Aufgrund eines vorherigen Regens war ein Teil des Bodens der Salzwüste komplett nass gewesen. Dieser Teil der Salzwüste hat sich darauf in einen natürlichen Spiegel verwandelt. Wodurch wir den gesamten Sonnenaufgang, in seiner schrillen Farbenpracht, in doppelter Ausfertigung betrachten durften. Ich habe ungelogen noch nie so etwas Schönes in meinem Leben gesehen. Es war perfekt. Und wir haben gleich ZWEI Sonnen aufgehen sehen. Dies ist echt eine der Sachen, die man selbst gesehen haben muss.

Später, als es dann endlich wieder wärmer war (die Temperaturen ändern sich in Bolivien gefühlt im Minutentakt), kamen wir in einem anderen Teil der 11 000 km langen Salzwüste an, die nichts von dem Wasser abbekommen hatte. Diese war dann eine einzige weiße Fläche. Wüsste man nicht, dass es Salz ist, hätte man glatt denken können, man stände in der Antarktis. Wir ließen es uns natürlich nicht nehmen verschiedene, witzige Perspektivbilder zu schießen, die durch die weiße Fläche auch super aussahen. 

No risk, no fun

Unterbrochen wurde die Salzwüste nur einmal durch eine Kaktusinsel. Diese Insel stand wahrhaftig wie eine Oase mitten im Nirgendwo der Wüste. Von dieser aus hatten wir dann nochmal einen fantastischen Ausblick über die gesamte Umgebung. Auf unserem Weg zur Stadt Uyuni, wo wir mit unserem gesamten Gepäck rausgelassen wurden, kamen wir noch an dem ersten Salzhotel mitten in der Wüste, einem Dorfmarkt mit vielen kleinen Salzsouvenirs und einem Eisenbahnfriedhof vorbei. Auf die alten Eisenbahnen sind wir dann natürlich auch wieder hochgeklettert. Die bolivianische Entspanntheit und das bolivianische Sicherheitsverständnis lassen übrigens erneut grüßen. Aber hey - no risk, no fun.

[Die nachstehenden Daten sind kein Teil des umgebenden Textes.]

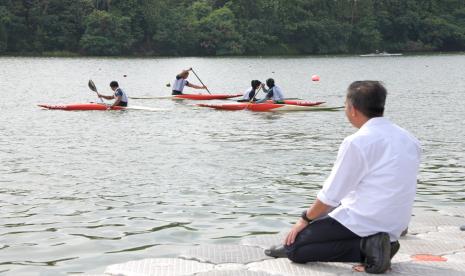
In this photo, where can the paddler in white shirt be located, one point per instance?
(251, 93)
(273, 92)
(366, 202)
(121, 99)
(181, 81)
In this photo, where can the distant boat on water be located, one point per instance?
(381, 54)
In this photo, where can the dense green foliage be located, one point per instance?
(230, 27)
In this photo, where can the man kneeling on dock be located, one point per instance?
(367, 200)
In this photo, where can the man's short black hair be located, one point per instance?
(369, 97)
(114, 84)
(255, 84)
(270, 82)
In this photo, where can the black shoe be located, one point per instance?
(404, 233)
(395, 246)
(276, 251)
(377, 251)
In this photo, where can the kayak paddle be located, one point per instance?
(200, 81)
(94, 88)
(256, 93)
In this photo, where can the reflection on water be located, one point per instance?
(82, 190)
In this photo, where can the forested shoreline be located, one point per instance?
(234, 27)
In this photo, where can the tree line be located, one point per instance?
(229, 27)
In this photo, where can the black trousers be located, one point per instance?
(325, 240)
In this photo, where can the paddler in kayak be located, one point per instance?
(273, 92)
(251, 92)
(181, 81)
(120, 96)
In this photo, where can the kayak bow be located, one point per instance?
(267, 107)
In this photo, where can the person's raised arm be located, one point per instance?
(105, 97)
(117, 102)
(196, 86)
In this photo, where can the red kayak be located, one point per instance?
(300, 102)
(195, 97)
(207, 96)
(264, 107)
(96, 106)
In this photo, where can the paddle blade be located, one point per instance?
(92, 86)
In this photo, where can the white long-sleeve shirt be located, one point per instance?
(373, 181)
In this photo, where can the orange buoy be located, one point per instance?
(428, 258)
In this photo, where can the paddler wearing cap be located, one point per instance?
(273, 92)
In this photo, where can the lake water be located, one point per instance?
(82, 190)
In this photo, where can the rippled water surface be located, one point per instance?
(82, 190)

Diese drei Tage im Jeep waren auf jeden Fall eine ganz andere Art, um von A nach B zu kommen, und bestimmt auch nicht die schlechteste. Ich wäre 100-prozentig sofort nochmal bei dieser Art von Tour dabei, falls es sich wieder anbieten sollte. Aber das ist jetzt erstmal alles noch Zukunftsmusik.